Kenya’s New Park Payment System Sparks Industry Alarm Over Fees and Limited Options
The Kenya Tourism Federation (KTF), representing the backbone of Kenya’s private tourism sector, has sounded a strong warning about the recent overhaul of the Kenya Wildlife Service (KWS) park fee payment platform. The Federation’s leadership has voiced deep concern that the abrupt rollout—implemented without prior engagement with key industry players—has triggered a wave of operational and financial challenges for tour operators, booking agencies, and park visitors alike.
According to KTF Chairman Fred Odek, the new payment system has upended established business practices, threatening to erode Kenya’s hard-won reputation as a leading global tourism destination. “The rollout of the new KWS park payment system has created unnecessary financial strain and uncertainty for operators who had already priced and contracted tours under the previous arrangements. The additional fees and limited payment options translate to unbudgeted losses and threaten existing contracts with our international partners,” Odek explained, highlighting the far-reaching implications for the sector’s stability and competitiveness.
Under the revised system, only M-PESA and Visa card payments are accepted, with the previously available bank transfer option now withdrawn. This shift has complicated the process for handling group bookings and large transactions, which traditionally relied on bank transfers for efficiency and transparency. The new limitations have left many operators scrambling to adapt, particularly those managing high-volume or international clientele who may not have ready access to the accepted payment methods.
Adding to the industry’s frustration is the introduction of an 8.5 percent processing fee on all card payments—a rate that stands out as unusually high compared to other government-run platforms. This surcharge, when combined with the restricted payment channels, has led to a spike in transaction costs, squeezing already tight margins for operators and potentially deterring both domestic and international visitors from booking Kenyan wildlife experiences.
Another major point of contention is the exchange rate applied by KWS. The current rate of KSH 135 per USD is significantly above the Central Bank of Kenya’s prevailing rate of approximately KSH 129.50. This discrepancy has inflated the cost of park entry for all visitors, further undermining Kenya’s price competitiveness in a region where travelers are increasingly sensitive to value and transparency.
The KTF’s concerns are not limited to financial matters. The Federation has also criticized the lack of stakeholder consultation prior to the system’s launch, arguing that such unilateral decisions risk alienating the very partners who drive Kenya’s tourism engine. The absence of dialogue has left many in the industry feeling sidelined and unprepared for the operational upheaval that followed the platform’s introduction.

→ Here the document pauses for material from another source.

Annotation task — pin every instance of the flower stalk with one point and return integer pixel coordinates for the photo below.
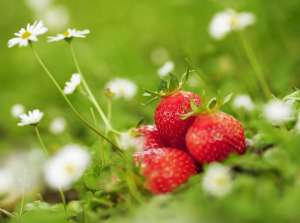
(79, 116)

In response, the KTF is urging the Ministry of Tourism and Wildlife and the Kenya Wildlife Service to act swiftly. Their primary demand is the immediate reinstatement of all previous payment options, including bank transfers, to restore flexibility and efficiency to the transaction process. The Federation maintains that a more inclusive and consultative approach is essential to safeguarding the sector’s long-term sustainability and ensuring that Kenya remains a destination of choice for both leisure and business travelers.
Odek reaffirmed the Federation’s commitment to constructive engagement, stating, “KTF remains committed to working closely with KWS and the Ministry of Tourism and Wildlife to ensure that Kenya’s tourism industry remains sustainable, fair, and competitive.” This spirit of partnership, he emphasized, is critical not only for resolving the current crisis but also for building a more resilient and adaptive tourism sector capable of weathering future disruptions.
The controversy surrounding the new payment system comes at a time when Kenya’s tourism industry is striving to recover from recent global shocks and position itself for renewed growth. The sector’s ability to attract international visitors, secure long-term contracts, and maintain its status as a premier wildlife destination depends heavily on the ease and transparency of its business environment. Any barriers—whether in the form of high fees, limited payment options, or unfavorable exchange rates—risk undermining the progress made in recent years and could prompt operators and travelers to look elsewhere.
For Africa’s travel professionals, the situation in Kenya offers a timely reminder of the importance of stakeholder engagement, transparent pricing, and operational flexibility in sustaining tourism growth. As regional competition intensifies and travelers become more discerning, the ability to adapt to changing market dynamics and regulatory requirements will be crucial for maintaining a competitive edge.
Looking ahead, the outcome of the KTF’s advocacy efforts will be closely watched by industry players across the continent. The Federation’s push for a more inclusive and responsive regulatory framework reflects broader trends in African tourism, where collaboration between the public and private sectors is increasingly seen as the key to unlocking new opportunities and driving sustainable development.
As Kenya navigates this period of transition, the lessons learned will resonate far beyond its borders, offering valuable insights for other African destinations seeking to balance innovation with the practical needs of the marketplace. The call for urgent action is clear: only by working together can the industry ensure that Africa’s iconic wildlife experiences remain accessible, affordable, and attractive to the world.